2017-05-31 22:57 GMT+02:00 Vicente J. Botet Escriba via Boost <

> Le 31/05/2017 à 22:45, Niall Douglas via Boost a écrit :
>> On 31/05/2017 21:08, Vicente J. Botet Escriba wrote:
>>> Le 31/05/2017 à 14:04, Niall Douglas via Boost a écrit :
>>>> On 30/05/2017 22:28, Vicente J. Botet Escriba wrote:
>>>>> Do we want to banish narrow contract in this library as if this kind of
>>>>> access was the leprose?
>>>> People have the statically checked varieties available to them if they
>>>> want narrow contracts.
>>>> What if I want both?
>> You can't have a statically checked function which is always legal to
>> call. The static analyser couldn't claim calling it to be suspicious.
>> Sorry, I'm tired to try to explain you the advantages of having both
> functions one with wide and and the other with narrow contract.
> The narrow function is not always legal to cal as it has a narrow contract.
> Hopping someone else could have more chance than me.

Both narrow- and wide-contract accessors are provided in std::optional. The
rationale for this is that decision whether I want "just value" or whether
I want the lack of value to be treated as a run-time error is best made at
the point where the value is used: not at the point where the type of the
object is being decided, or at the point where object is constructed.

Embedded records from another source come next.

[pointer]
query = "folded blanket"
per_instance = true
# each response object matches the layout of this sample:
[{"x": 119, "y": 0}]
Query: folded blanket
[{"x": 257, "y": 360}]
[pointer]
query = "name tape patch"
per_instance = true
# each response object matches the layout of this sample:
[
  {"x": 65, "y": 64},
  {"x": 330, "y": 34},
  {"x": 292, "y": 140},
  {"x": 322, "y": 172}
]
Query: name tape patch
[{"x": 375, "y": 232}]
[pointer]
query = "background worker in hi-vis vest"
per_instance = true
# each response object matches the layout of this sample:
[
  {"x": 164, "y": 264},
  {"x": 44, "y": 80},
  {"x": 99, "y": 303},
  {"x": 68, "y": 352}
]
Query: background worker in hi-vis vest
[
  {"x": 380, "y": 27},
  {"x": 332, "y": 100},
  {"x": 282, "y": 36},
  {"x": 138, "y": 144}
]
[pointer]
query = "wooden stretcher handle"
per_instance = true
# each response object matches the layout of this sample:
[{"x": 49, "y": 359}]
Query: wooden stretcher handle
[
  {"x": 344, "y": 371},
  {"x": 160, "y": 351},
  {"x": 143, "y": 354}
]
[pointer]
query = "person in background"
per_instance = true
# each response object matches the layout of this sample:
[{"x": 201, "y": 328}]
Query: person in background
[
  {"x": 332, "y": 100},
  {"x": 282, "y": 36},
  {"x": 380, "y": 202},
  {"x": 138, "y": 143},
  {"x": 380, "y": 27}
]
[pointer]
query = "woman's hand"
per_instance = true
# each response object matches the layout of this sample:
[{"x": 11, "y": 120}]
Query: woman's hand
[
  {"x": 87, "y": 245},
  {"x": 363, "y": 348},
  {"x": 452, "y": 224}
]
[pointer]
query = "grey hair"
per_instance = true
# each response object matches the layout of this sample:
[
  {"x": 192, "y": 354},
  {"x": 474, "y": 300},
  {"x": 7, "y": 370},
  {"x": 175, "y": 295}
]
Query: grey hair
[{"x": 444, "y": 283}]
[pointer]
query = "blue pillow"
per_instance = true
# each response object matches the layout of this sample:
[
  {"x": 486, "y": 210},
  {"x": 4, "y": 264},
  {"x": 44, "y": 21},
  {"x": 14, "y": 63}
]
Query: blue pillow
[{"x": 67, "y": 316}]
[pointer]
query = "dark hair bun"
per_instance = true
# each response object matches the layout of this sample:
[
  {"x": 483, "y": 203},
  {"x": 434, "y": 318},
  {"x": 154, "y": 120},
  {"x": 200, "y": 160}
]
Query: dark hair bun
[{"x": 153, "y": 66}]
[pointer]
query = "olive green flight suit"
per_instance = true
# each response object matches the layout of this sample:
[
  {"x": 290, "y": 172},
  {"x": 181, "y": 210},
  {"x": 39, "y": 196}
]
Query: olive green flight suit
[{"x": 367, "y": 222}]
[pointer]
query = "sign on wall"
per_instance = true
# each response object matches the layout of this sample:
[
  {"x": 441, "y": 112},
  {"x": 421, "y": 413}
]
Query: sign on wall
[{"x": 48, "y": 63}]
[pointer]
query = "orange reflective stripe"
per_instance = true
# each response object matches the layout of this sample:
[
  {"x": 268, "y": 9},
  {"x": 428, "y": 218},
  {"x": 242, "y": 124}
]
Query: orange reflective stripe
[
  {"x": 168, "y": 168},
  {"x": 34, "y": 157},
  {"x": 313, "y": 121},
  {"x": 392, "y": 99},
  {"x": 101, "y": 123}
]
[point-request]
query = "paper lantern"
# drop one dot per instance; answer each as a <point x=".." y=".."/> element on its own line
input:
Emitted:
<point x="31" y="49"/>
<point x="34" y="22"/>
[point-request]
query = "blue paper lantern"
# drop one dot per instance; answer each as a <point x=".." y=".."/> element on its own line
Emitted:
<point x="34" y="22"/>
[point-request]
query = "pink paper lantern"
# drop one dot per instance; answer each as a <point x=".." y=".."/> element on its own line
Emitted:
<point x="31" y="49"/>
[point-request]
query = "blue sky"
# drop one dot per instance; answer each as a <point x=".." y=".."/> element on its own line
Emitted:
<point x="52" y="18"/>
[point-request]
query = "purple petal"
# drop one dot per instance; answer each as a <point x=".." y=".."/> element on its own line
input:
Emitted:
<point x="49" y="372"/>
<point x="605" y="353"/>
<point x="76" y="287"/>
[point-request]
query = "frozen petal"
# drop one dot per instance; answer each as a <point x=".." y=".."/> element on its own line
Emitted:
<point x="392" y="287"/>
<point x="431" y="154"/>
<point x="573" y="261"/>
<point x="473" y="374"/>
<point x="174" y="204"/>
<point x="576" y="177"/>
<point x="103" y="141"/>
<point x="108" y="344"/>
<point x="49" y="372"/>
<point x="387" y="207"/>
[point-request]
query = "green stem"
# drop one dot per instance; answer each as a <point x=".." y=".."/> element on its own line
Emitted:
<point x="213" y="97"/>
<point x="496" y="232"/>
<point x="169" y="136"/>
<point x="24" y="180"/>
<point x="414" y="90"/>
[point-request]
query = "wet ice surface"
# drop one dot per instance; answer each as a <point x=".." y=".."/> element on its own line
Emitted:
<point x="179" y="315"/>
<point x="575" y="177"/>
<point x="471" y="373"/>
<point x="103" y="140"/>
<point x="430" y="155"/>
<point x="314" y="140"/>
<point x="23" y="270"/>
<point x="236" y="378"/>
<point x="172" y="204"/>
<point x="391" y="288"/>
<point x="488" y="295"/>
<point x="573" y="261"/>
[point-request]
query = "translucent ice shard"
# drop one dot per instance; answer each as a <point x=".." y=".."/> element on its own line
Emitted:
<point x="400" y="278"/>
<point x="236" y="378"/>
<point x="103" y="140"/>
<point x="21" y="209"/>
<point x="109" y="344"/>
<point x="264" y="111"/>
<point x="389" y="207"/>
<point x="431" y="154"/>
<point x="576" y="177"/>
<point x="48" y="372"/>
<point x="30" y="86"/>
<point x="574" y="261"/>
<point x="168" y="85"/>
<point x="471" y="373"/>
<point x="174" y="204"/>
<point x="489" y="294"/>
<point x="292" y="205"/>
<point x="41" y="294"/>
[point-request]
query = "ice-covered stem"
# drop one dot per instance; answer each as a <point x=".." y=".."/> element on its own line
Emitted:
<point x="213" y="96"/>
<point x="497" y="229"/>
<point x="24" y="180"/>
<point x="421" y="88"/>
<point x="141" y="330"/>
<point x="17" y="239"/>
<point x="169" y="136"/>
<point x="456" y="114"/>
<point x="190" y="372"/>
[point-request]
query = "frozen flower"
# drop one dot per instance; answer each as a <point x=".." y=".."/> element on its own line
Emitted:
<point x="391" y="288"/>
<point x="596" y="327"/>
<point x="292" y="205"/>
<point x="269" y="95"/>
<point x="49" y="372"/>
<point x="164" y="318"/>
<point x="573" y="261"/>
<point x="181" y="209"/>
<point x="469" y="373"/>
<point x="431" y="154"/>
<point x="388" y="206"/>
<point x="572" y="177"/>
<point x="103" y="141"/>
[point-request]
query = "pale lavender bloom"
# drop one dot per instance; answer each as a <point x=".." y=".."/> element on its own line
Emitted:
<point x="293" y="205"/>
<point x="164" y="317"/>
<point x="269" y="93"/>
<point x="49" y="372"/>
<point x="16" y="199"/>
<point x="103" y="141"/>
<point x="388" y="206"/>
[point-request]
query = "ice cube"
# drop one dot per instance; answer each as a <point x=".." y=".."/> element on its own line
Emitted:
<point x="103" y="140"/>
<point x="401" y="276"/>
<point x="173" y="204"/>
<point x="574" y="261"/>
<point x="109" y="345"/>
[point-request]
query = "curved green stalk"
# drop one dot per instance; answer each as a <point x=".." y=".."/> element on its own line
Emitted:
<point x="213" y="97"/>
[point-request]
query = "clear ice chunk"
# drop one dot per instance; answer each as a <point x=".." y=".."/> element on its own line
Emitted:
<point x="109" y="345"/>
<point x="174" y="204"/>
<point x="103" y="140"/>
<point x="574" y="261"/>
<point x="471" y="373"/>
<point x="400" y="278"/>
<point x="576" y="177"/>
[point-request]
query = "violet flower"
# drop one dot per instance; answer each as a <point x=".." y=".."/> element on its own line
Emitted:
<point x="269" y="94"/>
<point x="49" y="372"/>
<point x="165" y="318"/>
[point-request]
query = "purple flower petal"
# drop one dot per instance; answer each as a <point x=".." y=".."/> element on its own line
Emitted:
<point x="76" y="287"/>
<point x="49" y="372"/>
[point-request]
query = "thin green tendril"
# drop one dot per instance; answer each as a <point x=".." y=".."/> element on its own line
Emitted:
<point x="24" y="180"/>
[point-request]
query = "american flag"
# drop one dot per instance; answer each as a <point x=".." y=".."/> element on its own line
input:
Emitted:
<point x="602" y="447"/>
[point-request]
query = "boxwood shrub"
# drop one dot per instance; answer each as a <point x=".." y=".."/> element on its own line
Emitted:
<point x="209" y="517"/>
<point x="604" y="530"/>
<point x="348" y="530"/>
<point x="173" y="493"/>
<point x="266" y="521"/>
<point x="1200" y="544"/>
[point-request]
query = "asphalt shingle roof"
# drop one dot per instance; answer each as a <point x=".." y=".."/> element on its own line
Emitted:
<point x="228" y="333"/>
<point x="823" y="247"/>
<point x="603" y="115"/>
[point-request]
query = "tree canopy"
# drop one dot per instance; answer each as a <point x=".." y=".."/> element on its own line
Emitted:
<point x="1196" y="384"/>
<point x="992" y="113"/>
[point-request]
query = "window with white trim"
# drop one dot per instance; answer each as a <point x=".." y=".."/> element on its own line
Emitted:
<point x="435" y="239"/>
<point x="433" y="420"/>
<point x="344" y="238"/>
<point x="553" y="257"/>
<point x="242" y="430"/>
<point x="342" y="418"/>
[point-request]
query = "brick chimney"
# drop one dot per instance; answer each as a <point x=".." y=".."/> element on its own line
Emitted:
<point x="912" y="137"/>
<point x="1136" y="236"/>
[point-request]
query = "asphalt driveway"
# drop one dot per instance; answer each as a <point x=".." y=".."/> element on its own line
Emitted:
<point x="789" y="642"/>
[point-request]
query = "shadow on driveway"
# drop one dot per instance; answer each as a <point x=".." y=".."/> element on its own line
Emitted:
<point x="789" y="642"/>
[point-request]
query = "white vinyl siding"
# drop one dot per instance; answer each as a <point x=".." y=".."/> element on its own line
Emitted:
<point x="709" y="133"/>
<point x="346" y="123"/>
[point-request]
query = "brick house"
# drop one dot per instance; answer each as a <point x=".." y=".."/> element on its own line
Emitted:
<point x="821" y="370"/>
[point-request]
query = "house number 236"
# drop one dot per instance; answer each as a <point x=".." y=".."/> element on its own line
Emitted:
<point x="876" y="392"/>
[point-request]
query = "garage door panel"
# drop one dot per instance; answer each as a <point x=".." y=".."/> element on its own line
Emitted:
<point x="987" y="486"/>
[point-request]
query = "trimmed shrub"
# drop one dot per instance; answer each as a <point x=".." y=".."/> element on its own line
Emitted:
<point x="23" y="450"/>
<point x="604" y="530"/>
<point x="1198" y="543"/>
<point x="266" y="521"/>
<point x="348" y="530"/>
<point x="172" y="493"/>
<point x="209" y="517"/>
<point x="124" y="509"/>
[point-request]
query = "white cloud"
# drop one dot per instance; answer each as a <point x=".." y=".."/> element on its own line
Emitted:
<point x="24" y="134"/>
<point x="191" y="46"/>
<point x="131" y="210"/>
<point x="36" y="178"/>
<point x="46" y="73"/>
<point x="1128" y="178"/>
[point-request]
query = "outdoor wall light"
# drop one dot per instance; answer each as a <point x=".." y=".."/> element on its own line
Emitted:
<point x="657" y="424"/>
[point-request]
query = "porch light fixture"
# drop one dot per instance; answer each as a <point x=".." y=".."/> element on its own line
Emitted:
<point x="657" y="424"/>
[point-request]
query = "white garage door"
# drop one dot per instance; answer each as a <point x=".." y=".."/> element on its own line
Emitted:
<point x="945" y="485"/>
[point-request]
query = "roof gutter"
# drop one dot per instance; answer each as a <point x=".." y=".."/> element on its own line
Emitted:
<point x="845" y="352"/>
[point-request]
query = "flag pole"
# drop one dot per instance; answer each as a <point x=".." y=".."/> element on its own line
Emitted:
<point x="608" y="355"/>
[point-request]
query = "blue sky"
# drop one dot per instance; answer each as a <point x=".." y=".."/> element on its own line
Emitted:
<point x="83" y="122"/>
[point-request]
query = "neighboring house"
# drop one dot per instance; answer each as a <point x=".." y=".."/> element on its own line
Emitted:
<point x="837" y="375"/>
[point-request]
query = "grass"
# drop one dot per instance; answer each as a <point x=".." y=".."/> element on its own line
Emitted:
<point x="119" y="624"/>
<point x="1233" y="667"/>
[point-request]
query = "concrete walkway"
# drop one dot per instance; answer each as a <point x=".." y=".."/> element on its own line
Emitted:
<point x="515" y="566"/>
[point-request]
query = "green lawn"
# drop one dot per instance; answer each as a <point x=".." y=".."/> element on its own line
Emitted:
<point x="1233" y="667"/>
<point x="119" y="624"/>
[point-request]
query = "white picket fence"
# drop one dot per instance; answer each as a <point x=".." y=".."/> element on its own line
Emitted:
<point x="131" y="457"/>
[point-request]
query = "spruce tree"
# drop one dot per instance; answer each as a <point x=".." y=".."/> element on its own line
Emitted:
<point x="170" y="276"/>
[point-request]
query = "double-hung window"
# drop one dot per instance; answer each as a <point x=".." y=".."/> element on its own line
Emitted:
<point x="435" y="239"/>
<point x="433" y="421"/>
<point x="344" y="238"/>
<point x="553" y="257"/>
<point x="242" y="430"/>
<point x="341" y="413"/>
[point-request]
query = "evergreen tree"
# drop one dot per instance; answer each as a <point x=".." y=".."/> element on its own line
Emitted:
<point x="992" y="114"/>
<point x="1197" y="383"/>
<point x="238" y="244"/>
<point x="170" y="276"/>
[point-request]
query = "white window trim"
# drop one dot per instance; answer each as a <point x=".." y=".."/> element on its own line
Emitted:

Back in the days where `boost::optional` was being designed, some people
have suggested that the fall-back value (in case optional is empty) is
provided upon construction:

// not boost::optional:
optional<int> o {fallback_value(-1)};
o = 2;
assert (*o == 2);
o = none;
assert (*o == -1);

But again that it was decided that fall-back value is better determined at
the call site, not at object construction site. Hence we have `value_or`.